Great idea the uk is relying on the private Market. Just ask your career guidance officer. Love an entrapanuer - just be head strong and do the research !

Oh btw depends how much you take in for tax purposes.


----------



## Flipsacoin (Mar 29, 2011)

I love this thread, innocence combined with skeptism sprinkled with enterprise and a dash of cynacism.

Balls to 'em all son, go get 'em.


----------



## The Cueball (Feb 8, 2007)

Flipsacoin said:


> I love this thread, innocence combined with skeptism sprinkled with enterprise and a dash of cynacism.
> 
> Balls to 'em all son, go get 'em.


F**K 'em all....

If everyone in the whole of the history followed all the rules and regs, we would get no-where!!

:lol:

:thumb:


----------



## Flipsacoin (Mar 29, 2011)

EAN8 said:


> i am only doing it for about 13 weeks i dont think i will earn £7,475 so would i have to pay tax or could people just give me the money in cash and for me to keep it at home and later pay it in to the bank
> 
> at the moment i have a paper round and i am geting £10,36 a week for 45 minutes work and they just post that money in the letter box and i keep it at home


No mate you don't have to pay tax but you still have to declare it as the crown decides when you pay tax, not you unfortunately.
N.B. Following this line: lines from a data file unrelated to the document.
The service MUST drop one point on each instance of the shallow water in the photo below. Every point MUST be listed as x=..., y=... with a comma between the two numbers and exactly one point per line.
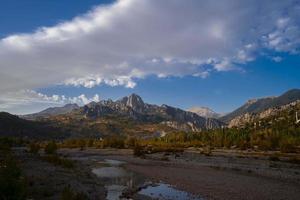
x=115, y=178
x=163, y=191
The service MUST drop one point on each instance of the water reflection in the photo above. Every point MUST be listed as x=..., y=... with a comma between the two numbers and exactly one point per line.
x=115, y=178
x=163, y=191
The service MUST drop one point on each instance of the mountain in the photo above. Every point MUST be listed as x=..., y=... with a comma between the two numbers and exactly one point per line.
x=135, y=108
x=255, y=106
x=53, y=111
x=12, y=125
x=205, y=112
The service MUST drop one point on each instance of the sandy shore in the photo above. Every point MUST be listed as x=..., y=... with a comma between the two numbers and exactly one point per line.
x=215, y=177
x=212, y=177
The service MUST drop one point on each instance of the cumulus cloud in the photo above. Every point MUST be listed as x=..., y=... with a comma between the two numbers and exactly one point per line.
x=131, y=39
x=31, y=101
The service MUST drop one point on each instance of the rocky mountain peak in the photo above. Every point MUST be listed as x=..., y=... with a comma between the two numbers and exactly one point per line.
x=204, y=112
x=133, y=101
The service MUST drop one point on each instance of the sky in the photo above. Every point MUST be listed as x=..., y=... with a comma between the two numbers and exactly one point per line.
x=191, y=53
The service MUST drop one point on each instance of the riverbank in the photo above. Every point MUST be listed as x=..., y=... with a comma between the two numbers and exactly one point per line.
x=221, y=175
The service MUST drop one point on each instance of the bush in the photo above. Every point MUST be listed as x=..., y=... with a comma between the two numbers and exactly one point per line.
x=138, y=150
x=69, y=194
x=56, y=160
x=34, y=148
x=288, y=145
x=12, y=183
x=51, y=148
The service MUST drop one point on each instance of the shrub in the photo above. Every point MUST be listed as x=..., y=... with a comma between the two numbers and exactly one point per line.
x=34, y=147
x=138, y=150
x=69, y=194
x=56, y=160
x=12, y=184
x=288, y=145
x=51, y=148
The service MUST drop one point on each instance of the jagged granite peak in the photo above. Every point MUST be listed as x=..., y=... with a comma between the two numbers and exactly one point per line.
x=134, y=107
x=52, y=111
x=204, y=112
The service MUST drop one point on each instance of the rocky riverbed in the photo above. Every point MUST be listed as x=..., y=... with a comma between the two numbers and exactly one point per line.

The bottom line is that should you get something going, people are going to pay you in reddies anyway and unless you get some real busy f*cker who grasses you up to the authorities no one is gonna be any the wiser.


----------



## Dohnut (Feb 4, 2011)

If it's good enough for those in government to fiddle expenses and not declare stuff, ie be dishonest then it's more than good enough for me. Lead by example and all that.

So go for it, see if you can get a few cars done. Be prepared to demo on a panel or something for free and hope they see you can make the car not just clean but also shiny. I'm suspicious of anyone coming to my door trying to offer a service so be prepared for a lot of rejections it's just the way it is. If you do a good job then maybe ask them to recommend you to their neighbours or friends. 

Hope you make lots of money.


----------



## bjarvis2785 (Oct 4, 2008)

I'm glad the last few posts here have been encouraging rather than stating facts and law etc.

it's refreshing to hear about a 16 y/o actually wanting to *earn* money, rather than just expect it.

My opinion - Knock up some flyers, nothing fancy but get them through doors.
I like the ONR idea somebody posted above, that could be your USP (Unique Selling Point), just highlight the fact that no water needed etc so it's less hassle for the owners.

First wash free, discount for bulk bookings, discount for referral - all these things can make it sound more attractive.

Get out there and do it my man! 

I reckon every well known businessman today (think Alan Sugar, Richard Branson etc) has done somethign not quite 'by the book' and look at them now


----------